Users can also choose which nucleotide(s) will be required to be upstream of returned sites. In nature, the majority of TAL effector targets are preceded by a T. However, at least one example of a TAL effector targeting a site preceded by C has been found in nature (Yu et al., 2011), and custom TAL effectors targeting sites preceded by C have been reported in the literature (Miller et al., 2010).
In our hands, sites preceded by a C were significantly less active than those preceded by a T. Therefore, we recommend that users select the default setting for sites preceded by a T only, unless they have a specific reason to do otherwise.
For the purposes of this tutorial, set the upstream base to T only (the default option). This T will be shown in the output.
- Select additional options.
If you wish to receive email notification when your job completes, enter an email address in the appropriate field.
Finally, if you wish your results to remain on the server longer than 1 hour, select a different option from the drop-down menu under "Expires".
- Click the Submit button at the bottom of the page.
After you submit your job, you will be taken to a progress page.
You can hide the progress details by clicking on the arrow next to "Process log".
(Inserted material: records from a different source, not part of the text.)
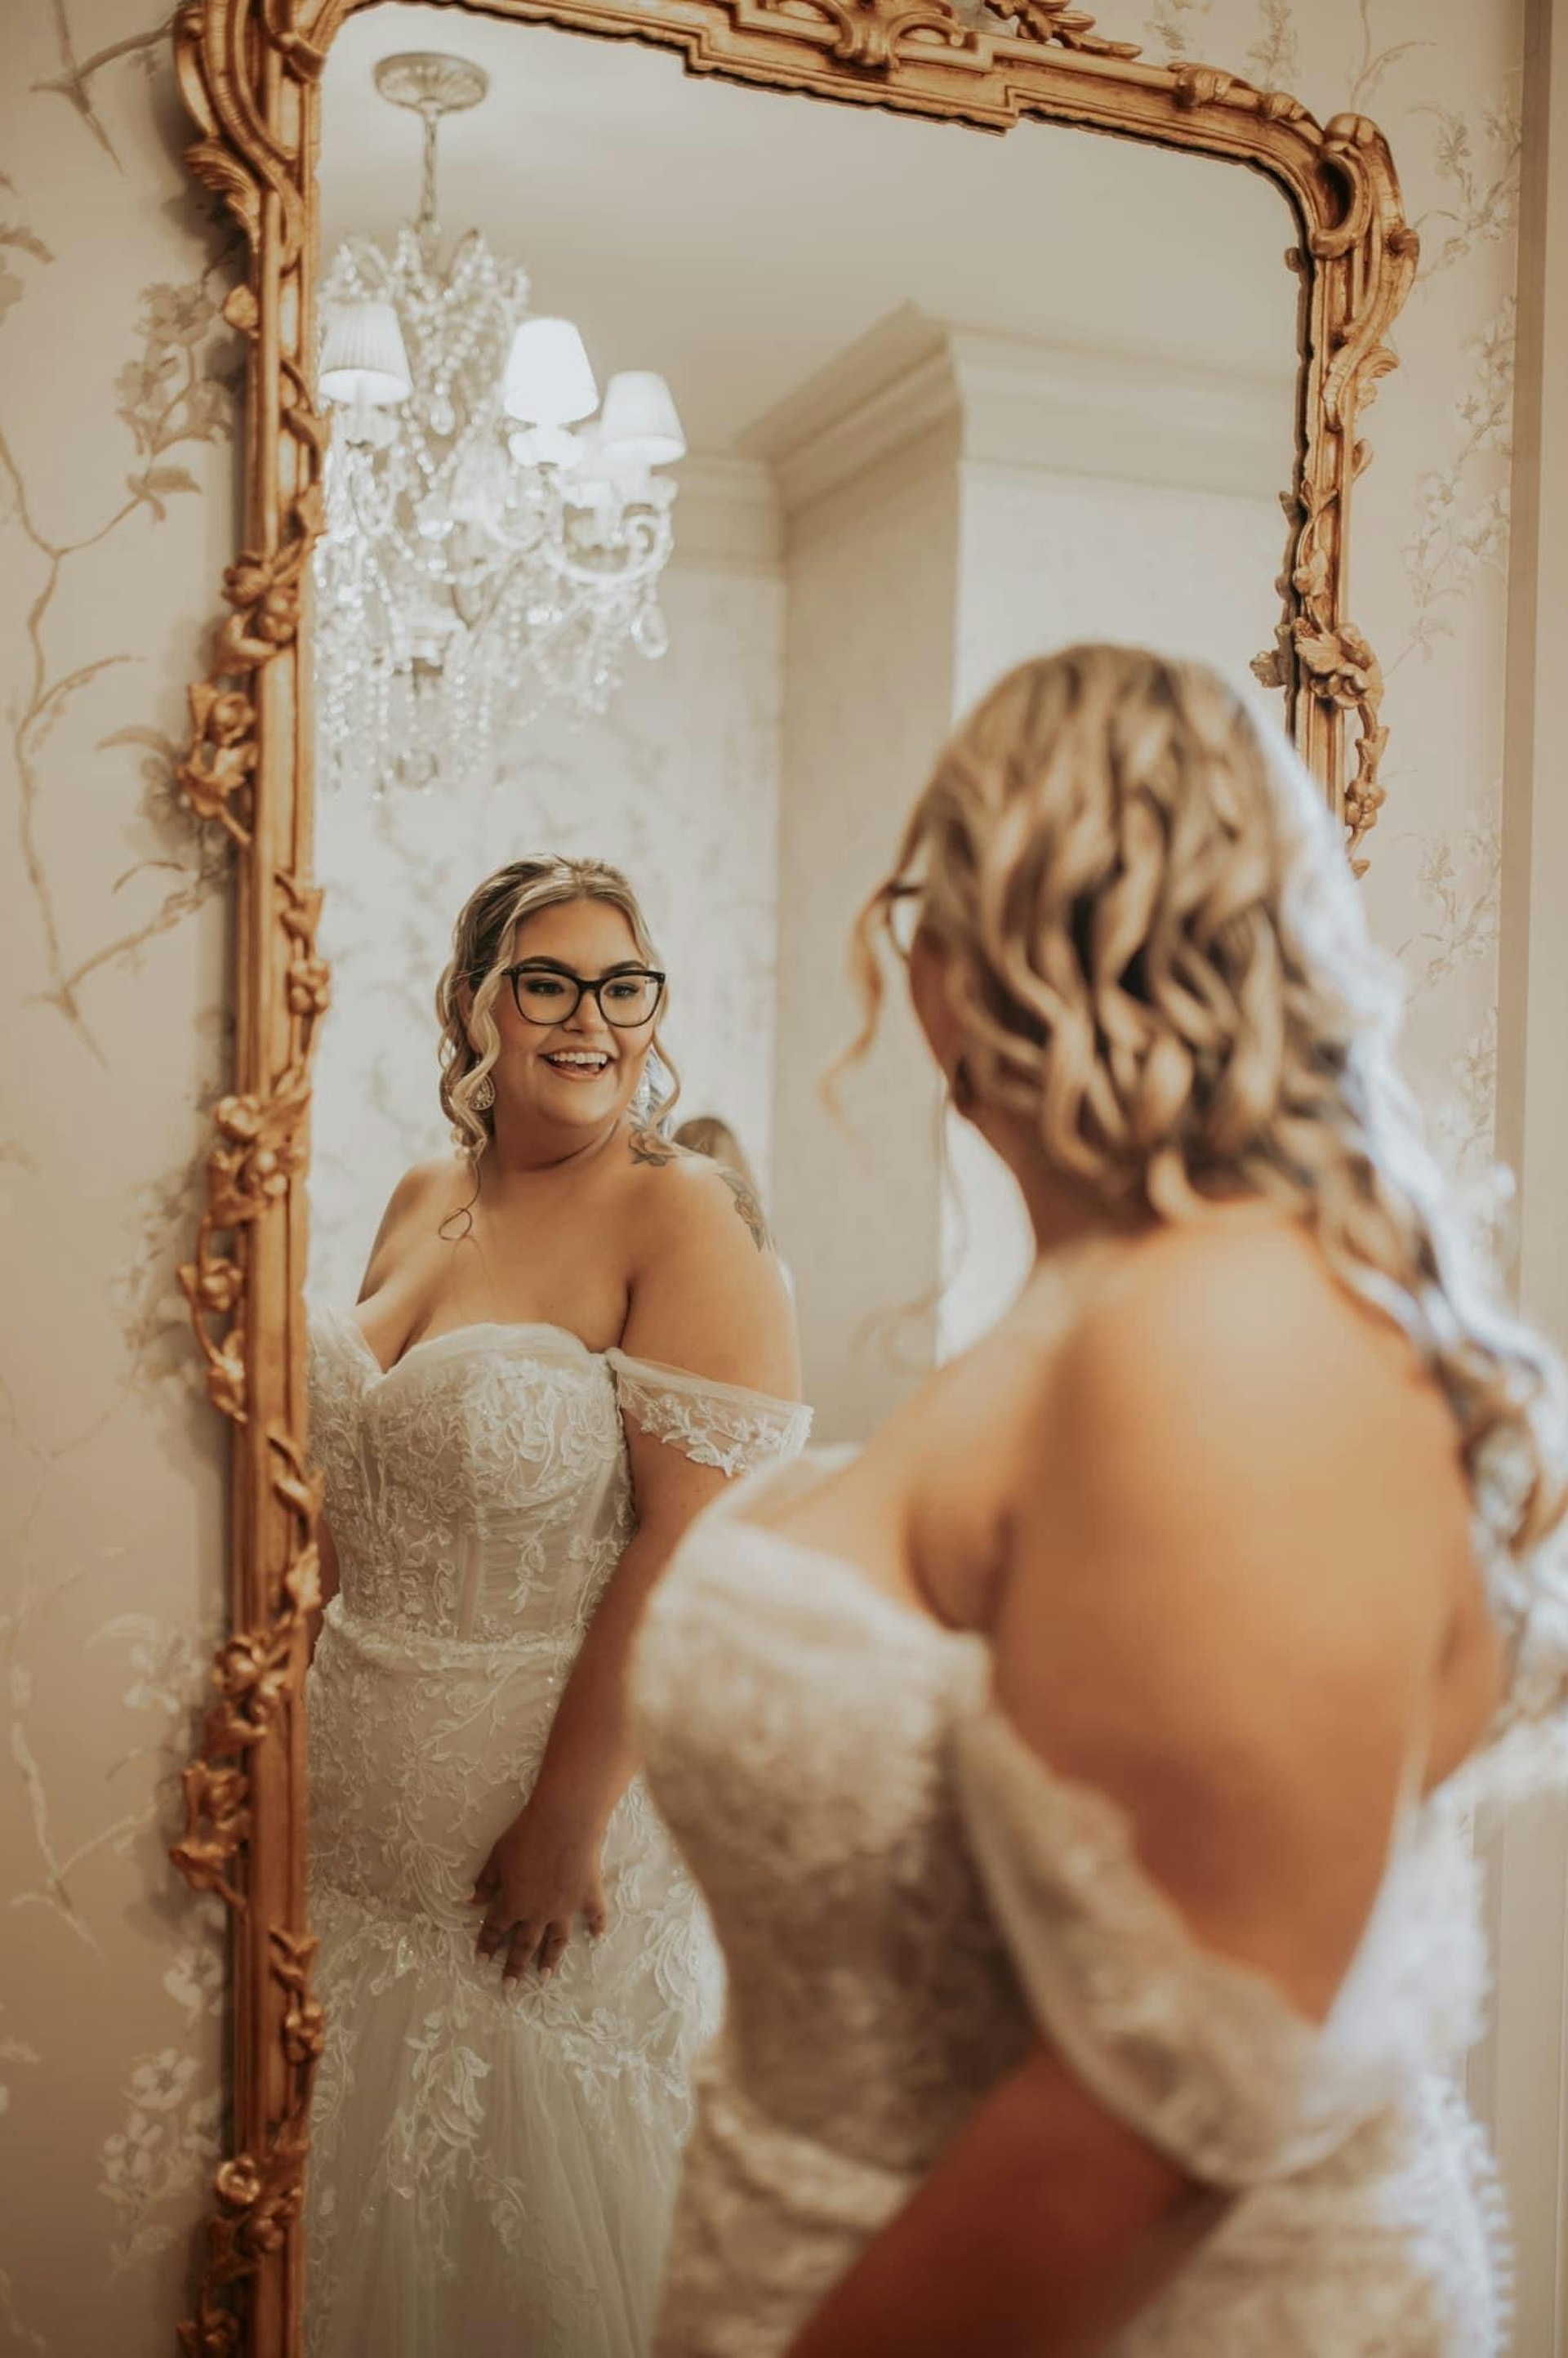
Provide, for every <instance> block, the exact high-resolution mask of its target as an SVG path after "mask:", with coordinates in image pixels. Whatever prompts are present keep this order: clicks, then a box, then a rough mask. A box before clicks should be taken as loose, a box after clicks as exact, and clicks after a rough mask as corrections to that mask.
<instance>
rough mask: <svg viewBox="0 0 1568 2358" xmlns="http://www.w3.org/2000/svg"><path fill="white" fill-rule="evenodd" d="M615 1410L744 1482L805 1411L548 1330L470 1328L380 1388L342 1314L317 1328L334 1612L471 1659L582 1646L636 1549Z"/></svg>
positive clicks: (316, 1326)
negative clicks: (435, 1645)
mask: <svg viewBox="0 0 1568 2358" xmlns="http://www.w3.org/2000/svg"><path fill="white" fill-rule="evenodd" d="M622 1412H625V1415H630V1417H632V1420H634V1422H637V1424H639V1427H641V1429H644V1431H648V1434H653V1436H655V1438H658V1441H667V1443H670V1445H674V1448H679V1450H684V1453H686V1455H689V1457H693V1460H698V1464H710V1467H719V1469H722V1471H724V1474H740V1471H745V1469H747V1467H757V1464H762V1462H764V1460H769V1457H776V1455H780V1453H788V1450H792V1448H797V1445H799V1441H802V1438H804V1429H806V1424H809V1417H806V1410H802V1408H795V1405H792V1403H788V1401H771V1398H766V1396H762V1394H755V1391H743V1389H740V1387H731V1384H712V1382H707V1379H705V1377H696V1375H686V1372H684V1370H679V1368H655V1365H651V1363H646V1361H632V1358H625V1356H622V1353H620V1351H604V1353H599V1351H589V1349H587V1346H585V1344H582V1342H578V1337H575V1335H571V1332H566V1330H564V1328H552V1325H467V1328H457V1330H455V1332H450V1335H436V1337H434V1339H431V1342H420V1344H415V1346H413V1349H410V1351H406V1353H403V1358H401V1361H398V1363H396V1365H394V1368H389V1370H387V1372H382V1368H380V1365H377V1361H375V1356H373V1351H370V1344H368V1342H365V1337H363V1332H361V1328H358V1320H356V1318H351V1316H349V1313H347V1311H318V1313H314V1316H311V1415H314V1431H311V1443H314V1453H316V1460H318V1464H321V1467H323V1474H325V1490H328V1521H330V1526H332V1540H335V1544H337V1561H340V1570H342V1599H344V1608H347V1611H349V1613H354V1615H356V1618H358V1620H363V1622H380V1625H387V1627H389V1629H403V1632H413V1629H420V1632H427V1634H431V1636H448V1639H460V1641H479V1644H486V1641H490V1644H516V1641H519V1639H535V1641H554V1644H559V1646H564V1648H573V1651H575V1646H578V1644H580V1639H582V1632H585V1627H587V1622H589V1618H592V1611H594V1603H597V1601H599V1592H601V1589H604V1582H606V1580H608V1575H611V1570H613V1566H615V1561H618V1556H620V1552H622V1549H625V1544H627V1537H630V1535H632V1483H630V1469H627V1450H625V1431H622V1424H620V1420H622Z"/></svg>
Do not navigate away from this page; or bookmark the page so you can return and download your results later! Your job may take several minutes to finish.
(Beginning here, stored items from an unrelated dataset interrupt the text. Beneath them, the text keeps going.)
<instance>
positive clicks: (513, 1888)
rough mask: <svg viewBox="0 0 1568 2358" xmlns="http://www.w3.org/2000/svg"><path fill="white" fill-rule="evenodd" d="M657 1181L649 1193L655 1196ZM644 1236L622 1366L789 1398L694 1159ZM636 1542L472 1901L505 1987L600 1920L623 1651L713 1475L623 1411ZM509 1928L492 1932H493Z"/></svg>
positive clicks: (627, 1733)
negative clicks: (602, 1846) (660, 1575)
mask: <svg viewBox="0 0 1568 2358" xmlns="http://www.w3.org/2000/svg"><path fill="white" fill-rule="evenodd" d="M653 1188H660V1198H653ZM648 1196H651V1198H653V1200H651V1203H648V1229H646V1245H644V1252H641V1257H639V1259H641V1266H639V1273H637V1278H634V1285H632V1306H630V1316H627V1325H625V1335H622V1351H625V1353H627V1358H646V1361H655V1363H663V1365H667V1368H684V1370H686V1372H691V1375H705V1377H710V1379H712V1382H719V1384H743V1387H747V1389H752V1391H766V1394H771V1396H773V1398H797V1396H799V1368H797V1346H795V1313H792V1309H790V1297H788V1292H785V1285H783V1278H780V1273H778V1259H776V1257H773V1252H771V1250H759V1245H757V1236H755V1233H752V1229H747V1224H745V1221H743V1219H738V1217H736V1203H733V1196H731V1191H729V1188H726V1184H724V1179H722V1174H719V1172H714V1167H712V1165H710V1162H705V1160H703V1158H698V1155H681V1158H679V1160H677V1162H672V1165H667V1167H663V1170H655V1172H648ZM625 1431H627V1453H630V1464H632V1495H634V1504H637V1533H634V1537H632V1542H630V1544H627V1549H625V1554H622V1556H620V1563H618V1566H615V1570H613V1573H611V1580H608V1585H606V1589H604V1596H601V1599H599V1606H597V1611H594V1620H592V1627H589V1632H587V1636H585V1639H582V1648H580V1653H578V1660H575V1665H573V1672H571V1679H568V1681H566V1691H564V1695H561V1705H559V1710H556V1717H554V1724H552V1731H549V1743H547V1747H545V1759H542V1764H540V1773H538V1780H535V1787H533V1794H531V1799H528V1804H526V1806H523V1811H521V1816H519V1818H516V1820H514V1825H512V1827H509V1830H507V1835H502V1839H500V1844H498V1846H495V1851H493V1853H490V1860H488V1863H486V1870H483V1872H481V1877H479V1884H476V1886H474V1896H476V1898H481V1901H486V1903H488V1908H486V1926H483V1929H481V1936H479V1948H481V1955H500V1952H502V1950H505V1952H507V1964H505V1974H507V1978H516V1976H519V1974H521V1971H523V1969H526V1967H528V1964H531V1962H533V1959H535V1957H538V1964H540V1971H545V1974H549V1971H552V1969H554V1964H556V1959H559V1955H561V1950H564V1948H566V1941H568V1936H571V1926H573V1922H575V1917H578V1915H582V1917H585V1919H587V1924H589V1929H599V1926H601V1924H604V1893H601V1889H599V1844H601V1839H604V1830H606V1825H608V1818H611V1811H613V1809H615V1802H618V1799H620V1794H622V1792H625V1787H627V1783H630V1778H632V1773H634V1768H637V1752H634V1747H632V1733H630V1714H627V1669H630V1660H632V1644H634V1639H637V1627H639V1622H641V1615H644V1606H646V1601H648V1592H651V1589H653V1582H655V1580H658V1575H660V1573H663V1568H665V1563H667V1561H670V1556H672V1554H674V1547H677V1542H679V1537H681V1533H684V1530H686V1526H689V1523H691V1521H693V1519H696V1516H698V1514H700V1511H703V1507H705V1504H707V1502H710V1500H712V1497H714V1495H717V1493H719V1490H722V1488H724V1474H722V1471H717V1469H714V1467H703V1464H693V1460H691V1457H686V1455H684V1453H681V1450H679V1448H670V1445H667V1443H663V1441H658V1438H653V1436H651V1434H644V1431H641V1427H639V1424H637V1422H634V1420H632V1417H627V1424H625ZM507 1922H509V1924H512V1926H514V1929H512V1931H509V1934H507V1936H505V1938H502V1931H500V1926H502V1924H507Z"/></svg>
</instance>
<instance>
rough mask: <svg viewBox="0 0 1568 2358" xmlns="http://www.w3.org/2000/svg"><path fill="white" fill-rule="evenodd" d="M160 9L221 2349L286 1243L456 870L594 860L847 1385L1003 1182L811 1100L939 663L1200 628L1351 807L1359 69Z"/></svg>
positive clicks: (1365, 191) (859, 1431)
- Retrieve and interpret your results.
When your job completes, a table with the candidate TALEN sites will appear in your browser. The results table can also be downloaded as a tab-delimited text or gff file.
In the example from the tutorial, shown above, only one candidate TALEN site is identified.
Searching a larger sequence (such as a genome), or using RVD sequences with more NN's or novel RVDs will generally result in more potential off-target sites.
TALEN-mediated DNA cleavage can occur wherever two TALEN monomers bind with the proper spacing and orientation. Thus, a search for off-target sites must consider all four possible combinations of TALEN monomer RVD sequences: RVD1+RVD1, RVD1+RVD2, RVD2+RVD1, and RVD2+RVD2. TAL1 indicates which RVD sequence is binding to the plus strand of DNA (the sequence as entered). TAL2 indicates which RVD sequence is binding the opposite strand. TAL1 Score and TAL2 Score give the scores for TAL1 and TAL2 monomer sites, respectively.
Paired Target Finder will return all paired sites where the monomers bind to opposite strands of the DNA with proper orientation and spacing, and where each monomer binding site scores below a cutoff score. The cutoff score is based on the Best Possible Score for each RVD sequence returned above the results table or at the top of the output file.
Best possible score gives the score for the TAL effector on its "perfect" binding site (the site with all RVDs aligned with their most frequently associated nucleotide). If a site's Score is closer to the Best possible score, the TAL effector is more likely to bind to that site.
TAL effectors in nature and their known targets typically have Scores less than 2-3 times the Best Possible Score for the TAL effector. Not all sites scoring below the cutoff are guaranteed to be bound by the TAL effector and some binding sites that score above the cutoff may be missed. Additionally, it is unclear if both monomers must score below a cutoff score in order for the candidate site to be a functional TALEN site. However, the list of sites should contain the majority of TALEN sites in the sequence of interest, with a longer list indicating that a TALEN is more likely to have off-target binding sites.
Note that all TALEN monomer binding sites are directly preceded by a T (or C, if that option is selected) at the 5' end. The T or C is now shown in the output, separated from the target sequence by a space.